After the 2016 general election, at least 85 people across North Carolina were accused of voting in multiple states or being ineligible to vote because of a felony conviction, according to the Southern Coalition for Social Justice, the legal team behind the voters’ defamation suit. Each of those challenges was thrown out, the coalition says.
The lawsuit comes at a time when unsupported claims of widespread voter fraud have been cast out and debunked, but linger in political debate.
President Donald Trump claimed that millions of illegal votes were cast in the 2016 election and continues to press the issue despite no evidence to support his assertions. Though those claims were vague, in North Carolina the post-election protests listed voters by name, publicly and erroneously accusing them of crimes.
“Today voters are fighting back,” said Allison Riggs, Senior Voting Rights Attorney at the Southern Coalition for Social Justice. “We want to send the message loud and clear that it is wrong to intimidate voters by accusing them of committing a crime without having any evidence to support the claim.”
Karen Niehans, who moved to North Carolina with her husband in August 2016 to be closer to family, described the experience in a statement as having her democratic right to vote challenged. Ultimately the votes that she and her husband cast were counted, but the experience soured them.
“It’s as if someone was saying that I was less than others, that my voice shouldn’t count,” Niehans said in the statement. “That’s just plain wrong to do to someone, and I am not going to take it. I want to make sure that this doesn’t happen to anyone else.”
Bouvier had a simple explanation for why his name might have showed up on a voter roll in a different state. “My son and I share a name,” he said in a statement. “That’s likely why someone accused me of voting in two states. But it’s a sorry state of affairs when someone can accuse you of a crime without properly vetting or researching the facts.”
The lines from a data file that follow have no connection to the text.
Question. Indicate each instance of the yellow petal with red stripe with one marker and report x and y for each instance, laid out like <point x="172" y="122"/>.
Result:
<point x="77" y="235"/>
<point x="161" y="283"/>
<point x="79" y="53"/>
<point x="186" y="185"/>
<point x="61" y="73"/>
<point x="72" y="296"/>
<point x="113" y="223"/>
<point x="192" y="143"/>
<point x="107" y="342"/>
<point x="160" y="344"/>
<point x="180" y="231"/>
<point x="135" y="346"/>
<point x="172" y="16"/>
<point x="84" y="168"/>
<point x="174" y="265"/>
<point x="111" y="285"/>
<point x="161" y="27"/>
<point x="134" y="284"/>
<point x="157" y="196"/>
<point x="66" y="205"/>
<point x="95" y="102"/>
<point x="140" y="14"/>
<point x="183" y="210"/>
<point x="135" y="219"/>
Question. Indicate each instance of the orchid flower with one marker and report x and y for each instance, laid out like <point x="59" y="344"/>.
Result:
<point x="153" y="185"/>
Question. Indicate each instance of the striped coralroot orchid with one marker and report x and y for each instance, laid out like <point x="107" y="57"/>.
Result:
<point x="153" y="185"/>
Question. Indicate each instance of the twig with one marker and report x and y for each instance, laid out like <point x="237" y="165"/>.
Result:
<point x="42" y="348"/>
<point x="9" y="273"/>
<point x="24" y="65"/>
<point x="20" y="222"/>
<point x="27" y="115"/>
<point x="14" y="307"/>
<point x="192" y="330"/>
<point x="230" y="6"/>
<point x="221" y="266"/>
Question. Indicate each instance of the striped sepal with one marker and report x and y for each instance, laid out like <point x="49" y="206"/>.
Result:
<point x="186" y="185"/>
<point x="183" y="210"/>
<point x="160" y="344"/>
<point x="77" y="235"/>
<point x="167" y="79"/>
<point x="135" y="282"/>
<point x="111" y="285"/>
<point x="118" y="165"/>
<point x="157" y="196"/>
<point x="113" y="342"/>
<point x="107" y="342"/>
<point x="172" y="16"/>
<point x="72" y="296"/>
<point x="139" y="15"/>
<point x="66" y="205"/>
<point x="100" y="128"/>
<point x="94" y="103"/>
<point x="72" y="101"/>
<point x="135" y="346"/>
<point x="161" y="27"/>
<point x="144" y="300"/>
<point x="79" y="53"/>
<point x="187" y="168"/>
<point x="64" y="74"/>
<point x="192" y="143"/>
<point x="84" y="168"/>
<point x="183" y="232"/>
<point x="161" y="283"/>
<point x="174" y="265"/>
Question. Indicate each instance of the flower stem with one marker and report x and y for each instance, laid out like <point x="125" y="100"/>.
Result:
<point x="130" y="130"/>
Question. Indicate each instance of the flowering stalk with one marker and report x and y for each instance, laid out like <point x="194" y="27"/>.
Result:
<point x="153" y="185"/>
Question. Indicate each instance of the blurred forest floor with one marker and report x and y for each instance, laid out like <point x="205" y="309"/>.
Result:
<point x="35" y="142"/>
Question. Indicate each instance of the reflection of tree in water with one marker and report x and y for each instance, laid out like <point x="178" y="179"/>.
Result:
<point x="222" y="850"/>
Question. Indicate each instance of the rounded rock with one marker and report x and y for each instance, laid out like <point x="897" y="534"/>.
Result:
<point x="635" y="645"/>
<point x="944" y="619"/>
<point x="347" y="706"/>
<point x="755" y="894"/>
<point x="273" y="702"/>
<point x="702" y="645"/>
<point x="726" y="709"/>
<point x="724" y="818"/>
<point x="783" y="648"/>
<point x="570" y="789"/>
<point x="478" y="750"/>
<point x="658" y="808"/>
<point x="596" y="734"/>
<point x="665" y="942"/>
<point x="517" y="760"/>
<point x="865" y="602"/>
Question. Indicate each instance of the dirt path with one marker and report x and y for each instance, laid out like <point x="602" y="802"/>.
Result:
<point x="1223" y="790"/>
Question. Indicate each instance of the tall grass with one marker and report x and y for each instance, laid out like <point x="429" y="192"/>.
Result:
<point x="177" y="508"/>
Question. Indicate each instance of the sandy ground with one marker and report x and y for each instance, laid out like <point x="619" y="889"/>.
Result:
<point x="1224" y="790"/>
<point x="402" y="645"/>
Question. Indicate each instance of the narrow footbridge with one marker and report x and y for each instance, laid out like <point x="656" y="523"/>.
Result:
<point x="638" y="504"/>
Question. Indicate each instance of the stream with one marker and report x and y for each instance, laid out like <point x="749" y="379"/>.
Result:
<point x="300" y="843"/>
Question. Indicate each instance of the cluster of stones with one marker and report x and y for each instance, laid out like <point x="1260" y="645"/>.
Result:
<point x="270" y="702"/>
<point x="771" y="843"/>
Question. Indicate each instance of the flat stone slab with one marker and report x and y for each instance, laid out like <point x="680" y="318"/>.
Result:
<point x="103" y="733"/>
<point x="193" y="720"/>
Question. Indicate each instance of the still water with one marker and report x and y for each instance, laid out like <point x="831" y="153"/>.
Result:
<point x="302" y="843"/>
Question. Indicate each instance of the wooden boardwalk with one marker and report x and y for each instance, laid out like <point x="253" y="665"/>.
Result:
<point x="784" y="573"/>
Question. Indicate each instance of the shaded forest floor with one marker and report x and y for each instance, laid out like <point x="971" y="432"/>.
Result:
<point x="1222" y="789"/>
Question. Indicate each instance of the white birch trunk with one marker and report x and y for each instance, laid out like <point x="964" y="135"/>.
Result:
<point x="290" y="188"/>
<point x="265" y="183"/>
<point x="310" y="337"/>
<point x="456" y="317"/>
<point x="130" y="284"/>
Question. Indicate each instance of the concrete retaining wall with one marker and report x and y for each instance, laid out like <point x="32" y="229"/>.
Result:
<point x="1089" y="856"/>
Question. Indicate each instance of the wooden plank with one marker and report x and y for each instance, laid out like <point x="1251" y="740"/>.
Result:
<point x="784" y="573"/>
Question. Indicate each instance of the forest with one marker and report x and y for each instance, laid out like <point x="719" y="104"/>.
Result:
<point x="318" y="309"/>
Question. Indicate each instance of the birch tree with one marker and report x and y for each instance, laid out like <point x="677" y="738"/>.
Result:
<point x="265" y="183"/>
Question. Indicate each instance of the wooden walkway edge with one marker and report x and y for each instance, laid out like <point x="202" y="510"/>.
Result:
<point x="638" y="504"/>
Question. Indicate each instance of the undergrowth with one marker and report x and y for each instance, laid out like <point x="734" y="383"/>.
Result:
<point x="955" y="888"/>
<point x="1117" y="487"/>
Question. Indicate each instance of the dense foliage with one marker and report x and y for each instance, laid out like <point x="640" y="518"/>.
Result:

Thabet has tried to build a new life since the mistakes he made in the past. “I wish that I had never been accused of not being allowed to vote,” Thabet said. “Just as I had to learn from my childhood mistakes, I cannot change the past, but I can help shape the future. I am standing up to make sure other people are not intimidated the way I was.”
Trump announced on Sunday that Vice President Mike Pence would lead a commission to investigate allegations of widespread voter fraud, using federal resources to look into claims that have been debunked.
Leaders in the North Carolina Republican Party have talked about similar efforts. Legislators are expected to revisit election laws this year after the post-election allegations made by former Gov. Pat McCrory’s campaign.
The campaign and Republican allies filed protests about voters who they suspected were either dead, serving felony sentences or voted more than once. They also challenged community groups funded by the N.C. Democratic Party that assisted voters with casting absentee ballots.
The State Board of Elections threw out the protests, saying they didn’t follow the proper protocol for contesting a voter’s eligibility. While some people were wrongly accused, an elections board official searched a database and found 339 voters who appeared to be serving an active felony sentence. The board decided not to review those cases further because they weren’t the subject of valid election protests.